Versões conflitantes Em carta aberta, na única manifestação pública que fez sobre o assunto, a deputada confirma que o dinheiro repassado por Durval foi usado na campanha de 2006, mas não foi contabilizado na prestação de contas ao Tribunal Superior Eleitoral (TSE). Por sua vez, o delator disse, em depoimento ao Ministério Público Federal, que os recursos foram desviados de contratos do Governo do Distrito Federal no esquema de corrupção investigado pela Operação Caixa de Pandora, e que a deputada sabia da origem ilícita. O repasse teria sido autorizado por José Roberto Arruda (DEM) como propina para Jaqueline não fazer campanha em prol da opositora Maria de Lourdes Abadia (PSDB) na disputa pelo GDF.

Passo a passo Veja as etapas para análise de quebra de decoro na Câmara dos Deputados:

» A denúncia é apresentada por qualquer pessoa à Mesa Diretora. Depois de protocolado, o presidente da Câmara deve encaminhar o caso para análise da Corregedoria, comandada pelo segundo vice-presidente da Casa.

» Depois de analisar as acusações e a defesa do acusado, o corregedor apresenta parecer para apreciação da mesa.

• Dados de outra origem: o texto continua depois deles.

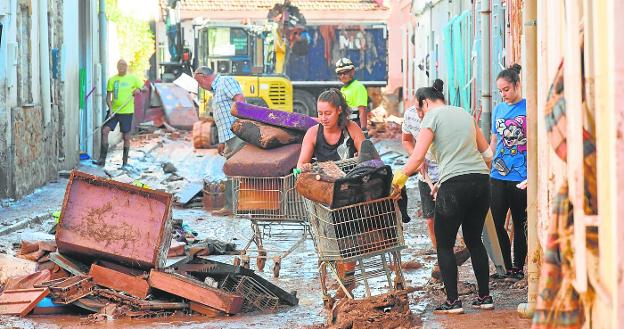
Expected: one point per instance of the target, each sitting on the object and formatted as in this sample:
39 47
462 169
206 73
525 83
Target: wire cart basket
255 296
275 210
367 237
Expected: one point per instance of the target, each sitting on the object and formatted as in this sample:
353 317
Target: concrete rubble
111 257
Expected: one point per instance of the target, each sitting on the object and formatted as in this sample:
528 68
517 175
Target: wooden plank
188 192
205 310
109 278
21 301
68 264
196 291
177 261
574 110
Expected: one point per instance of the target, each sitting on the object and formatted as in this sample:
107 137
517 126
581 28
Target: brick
110 220
21 301
68 264
131 284
196 291
176 249
291 120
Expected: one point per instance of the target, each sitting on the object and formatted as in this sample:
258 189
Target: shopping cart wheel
245 261
261 261
277 264
328 302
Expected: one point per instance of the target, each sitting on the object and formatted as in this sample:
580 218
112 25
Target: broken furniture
196 291
106 219
120 280
252 161
265 136
21 301
366 235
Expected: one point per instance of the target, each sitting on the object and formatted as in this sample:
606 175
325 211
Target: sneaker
515 275
497 276
450 308
484 303
222 212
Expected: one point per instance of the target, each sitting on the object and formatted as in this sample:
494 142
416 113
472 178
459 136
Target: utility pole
486 81
529 17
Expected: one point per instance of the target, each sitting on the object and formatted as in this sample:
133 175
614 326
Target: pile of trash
117 253
384 126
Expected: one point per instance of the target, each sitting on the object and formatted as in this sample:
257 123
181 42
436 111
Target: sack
202 134
362 185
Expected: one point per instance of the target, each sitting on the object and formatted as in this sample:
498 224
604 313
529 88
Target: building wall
400 19
38 129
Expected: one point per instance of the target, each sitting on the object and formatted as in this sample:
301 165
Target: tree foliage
136 40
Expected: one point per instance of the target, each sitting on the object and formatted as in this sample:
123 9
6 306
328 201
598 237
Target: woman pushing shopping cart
356 230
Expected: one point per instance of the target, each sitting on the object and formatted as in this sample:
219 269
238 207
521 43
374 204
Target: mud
299 270
411 265
384 311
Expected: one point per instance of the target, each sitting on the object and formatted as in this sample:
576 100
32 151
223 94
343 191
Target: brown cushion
265 136
252 161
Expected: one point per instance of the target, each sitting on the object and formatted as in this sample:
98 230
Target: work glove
398 183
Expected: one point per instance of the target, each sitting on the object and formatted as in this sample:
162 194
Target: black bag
362 185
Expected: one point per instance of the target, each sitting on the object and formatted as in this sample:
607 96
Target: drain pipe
101 78
486 68
529 17
103 48
44 61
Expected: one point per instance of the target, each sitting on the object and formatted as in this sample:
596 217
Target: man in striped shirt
225 91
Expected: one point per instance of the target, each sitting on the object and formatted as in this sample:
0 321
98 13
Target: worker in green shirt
120 92
354 92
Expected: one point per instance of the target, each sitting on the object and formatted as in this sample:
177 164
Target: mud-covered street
298 270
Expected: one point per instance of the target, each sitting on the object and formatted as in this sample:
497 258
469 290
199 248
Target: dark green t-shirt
454 142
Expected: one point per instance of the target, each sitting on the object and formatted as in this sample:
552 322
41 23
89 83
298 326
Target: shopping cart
276 211
368 235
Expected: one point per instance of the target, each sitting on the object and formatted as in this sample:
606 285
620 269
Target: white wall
69 75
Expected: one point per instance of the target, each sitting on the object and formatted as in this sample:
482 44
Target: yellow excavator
288 73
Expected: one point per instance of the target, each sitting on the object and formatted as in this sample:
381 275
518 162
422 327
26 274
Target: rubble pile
384 126
117 253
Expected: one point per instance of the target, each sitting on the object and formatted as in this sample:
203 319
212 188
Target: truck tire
304 103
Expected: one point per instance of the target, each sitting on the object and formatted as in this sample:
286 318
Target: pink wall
400 18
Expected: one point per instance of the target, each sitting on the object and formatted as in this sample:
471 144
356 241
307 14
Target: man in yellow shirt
120 92
354 91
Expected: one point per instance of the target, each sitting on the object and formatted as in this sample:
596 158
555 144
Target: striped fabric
224 89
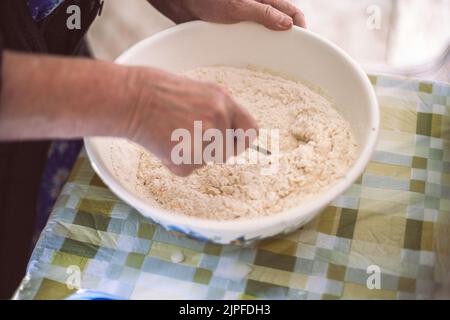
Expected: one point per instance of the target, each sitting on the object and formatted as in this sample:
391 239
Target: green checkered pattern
396 216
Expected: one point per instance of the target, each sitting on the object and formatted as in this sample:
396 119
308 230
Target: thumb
264 14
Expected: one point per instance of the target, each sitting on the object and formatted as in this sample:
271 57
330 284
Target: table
387 237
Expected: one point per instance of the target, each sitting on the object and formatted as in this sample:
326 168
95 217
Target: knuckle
267 11
235 4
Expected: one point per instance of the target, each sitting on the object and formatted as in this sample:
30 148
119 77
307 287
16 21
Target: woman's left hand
274 14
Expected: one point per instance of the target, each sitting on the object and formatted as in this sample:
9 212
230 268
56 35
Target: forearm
46 97
175 10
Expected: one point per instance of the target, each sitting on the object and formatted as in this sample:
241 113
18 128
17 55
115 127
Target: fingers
288 8
265 14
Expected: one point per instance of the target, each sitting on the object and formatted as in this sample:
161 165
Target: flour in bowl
317 148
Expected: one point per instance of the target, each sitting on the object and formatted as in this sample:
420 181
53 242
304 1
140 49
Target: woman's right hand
164 102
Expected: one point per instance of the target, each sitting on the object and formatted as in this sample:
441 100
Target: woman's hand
274 14
48 97
166 102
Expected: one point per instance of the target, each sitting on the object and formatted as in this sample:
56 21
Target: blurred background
403 37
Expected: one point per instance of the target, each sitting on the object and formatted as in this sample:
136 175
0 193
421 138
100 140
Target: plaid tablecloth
395 219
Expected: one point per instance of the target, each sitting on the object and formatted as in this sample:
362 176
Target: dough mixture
316 149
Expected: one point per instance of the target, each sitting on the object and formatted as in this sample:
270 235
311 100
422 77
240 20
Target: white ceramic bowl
298 53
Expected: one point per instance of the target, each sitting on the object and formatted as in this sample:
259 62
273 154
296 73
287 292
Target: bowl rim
246 225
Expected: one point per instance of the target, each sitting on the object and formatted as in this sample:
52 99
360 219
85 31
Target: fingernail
285 22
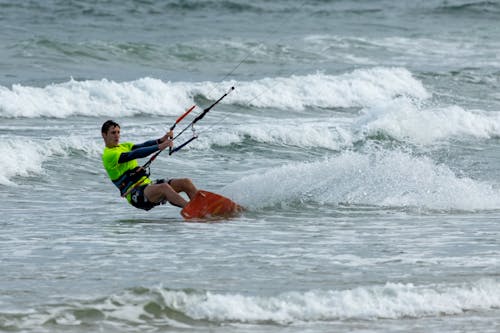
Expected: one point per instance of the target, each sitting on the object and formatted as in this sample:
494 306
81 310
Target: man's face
112 136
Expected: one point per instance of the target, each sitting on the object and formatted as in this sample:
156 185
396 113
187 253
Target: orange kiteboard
208 205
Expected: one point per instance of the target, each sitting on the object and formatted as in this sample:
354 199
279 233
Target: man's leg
164 191
184 185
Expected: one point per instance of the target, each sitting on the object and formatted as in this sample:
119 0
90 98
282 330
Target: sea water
362 137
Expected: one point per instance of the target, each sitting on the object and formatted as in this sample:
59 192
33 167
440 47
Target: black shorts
138 200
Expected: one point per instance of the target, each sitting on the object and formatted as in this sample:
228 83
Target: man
120 162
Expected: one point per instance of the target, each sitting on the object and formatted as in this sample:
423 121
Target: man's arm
147 148
138 152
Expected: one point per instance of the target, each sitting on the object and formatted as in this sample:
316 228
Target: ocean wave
382 178
146 308
405 121
360 88
22 157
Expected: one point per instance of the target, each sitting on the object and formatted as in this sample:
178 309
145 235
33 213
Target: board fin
208 205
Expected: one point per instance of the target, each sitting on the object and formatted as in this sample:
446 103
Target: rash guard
121 164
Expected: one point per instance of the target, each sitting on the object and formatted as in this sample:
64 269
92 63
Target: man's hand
165 143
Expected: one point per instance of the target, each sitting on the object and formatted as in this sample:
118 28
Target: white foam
94 98
405 121
329 134
364 87
372 302
23 157
382 178
361 87
392 300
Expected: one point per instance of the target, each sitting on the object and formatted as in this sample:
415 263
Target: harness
130 179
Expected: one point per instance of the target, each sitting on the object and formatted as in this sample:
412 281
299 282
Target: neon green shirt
116 171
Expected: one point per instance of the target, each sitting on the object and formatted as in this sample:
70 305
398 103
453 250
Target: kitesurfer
120 162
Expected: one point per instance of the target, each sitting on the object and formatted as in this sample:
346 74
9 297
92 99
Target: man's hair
107 125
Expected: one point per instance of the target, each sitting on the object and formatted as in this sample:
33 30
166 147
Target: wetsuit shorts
139 200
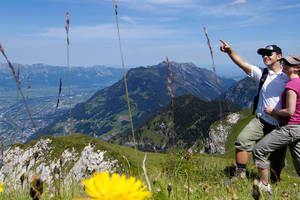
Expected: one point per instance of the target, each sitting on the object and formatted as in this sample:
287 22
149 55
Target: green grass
205 174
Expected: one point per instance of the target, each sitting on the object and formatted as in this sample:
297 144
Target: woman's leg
277 139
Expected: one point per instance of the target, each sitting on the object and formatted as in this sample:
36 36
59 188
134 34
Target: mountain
42 95
105 114
242 93
189 126
41 75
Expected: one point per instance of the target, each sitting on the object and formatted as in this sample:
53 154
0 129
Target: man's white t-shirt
270 93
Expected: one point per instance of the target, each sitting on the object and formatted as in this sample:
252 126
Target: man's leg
295 148
274 141
277 159
245 142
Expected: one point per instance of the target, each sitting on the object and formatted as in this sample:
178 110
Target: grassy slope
204 174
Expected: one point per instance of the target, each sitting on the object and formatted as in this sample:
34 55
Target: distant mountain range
42 93
242 93
188 126
105 114
41 75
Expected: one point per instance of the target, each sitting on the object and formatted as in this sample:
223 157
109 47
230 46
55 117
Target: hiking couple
277 121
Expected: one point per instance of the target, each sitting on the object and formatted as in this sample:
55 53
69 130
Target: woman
288 133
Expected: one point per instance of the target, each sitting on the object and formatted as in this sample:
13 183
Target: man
269 95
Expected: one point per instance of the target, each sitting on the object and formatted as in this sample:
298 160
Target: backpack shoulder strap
261 82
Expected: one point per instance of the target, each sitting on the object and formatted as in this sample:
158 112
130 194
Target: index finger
223 42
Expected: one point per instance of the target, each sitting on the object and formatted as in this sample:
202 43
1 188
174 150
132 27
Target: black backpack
261 82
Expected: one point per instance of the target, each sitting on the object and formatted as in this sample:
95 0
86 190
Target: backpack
261 82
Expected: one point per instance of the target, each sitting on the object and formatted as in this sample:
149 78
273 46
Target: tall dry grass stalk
214 68
2 150
17 106
124 72
171 118
145 173
19 88
58 96
67 26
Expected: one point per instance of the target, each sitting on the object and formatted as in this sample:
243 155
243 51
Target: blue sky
32 31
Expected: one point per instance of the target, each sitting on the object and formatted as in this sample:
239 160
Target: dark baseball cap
292 60
269 49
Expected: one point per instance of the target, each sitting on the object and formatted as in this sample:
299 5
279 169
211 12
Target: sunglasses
268 53
283 62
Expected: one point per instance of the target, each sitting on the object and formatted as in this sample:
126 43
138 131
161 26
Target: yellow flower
103 187
1 186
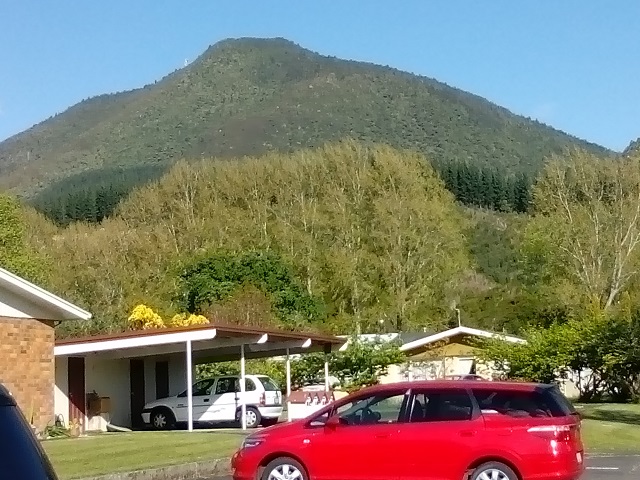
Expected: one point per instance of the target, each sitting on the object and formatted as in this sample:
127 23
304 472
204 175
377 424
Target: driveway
598 468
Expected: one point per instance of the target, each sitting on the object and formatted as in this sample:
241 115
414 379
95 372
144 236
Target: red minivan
432 430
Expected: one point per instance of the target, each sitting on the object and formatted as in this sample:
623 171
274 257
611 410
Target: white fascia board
133 342
457 331
26 287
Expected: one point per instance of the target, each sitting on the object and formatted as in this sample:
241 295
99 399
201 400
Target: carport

Se encontrar indícios de quebra de decoro parlamentar, ele pede a abertura de processo administrativo. O texto é votado e, se aprovado, segue diretamente para o Conselho de Ética.

» Apesar de estar em curso um processo ético contra a deputada, o conselho pode abrir outro com o mesmo tema. No caso de Jaqueline Roriz, a nova ação deverá ser encaminhada para o mesmo relator, Carlos Sampaio. Ele também terá de abrir novo prazo para a defesa, de cinco sessões plenárias.

» Depois de receber as explicações da defesa, o relator passa para a fase da instrução probatória e, para tanto, solicita informações adicionais aos órgãos competentes e convida testemunhas a depor. Com todos os dados em mãos, deve ser elaborado o relatório para apreciação do órgão formado por 15 conselheiros.

» O Conselho de Ética pode aplicar diversos tipos de punição, como censura verbal, suspensão do mandato e expulsão. Nos dois últimos casos, o relatório deve ser votado em plenário, pelos 513 deputados. Para a cassação, são necessários 257 votos favoráveis. Caso contrário, o parlamentar é absolvido.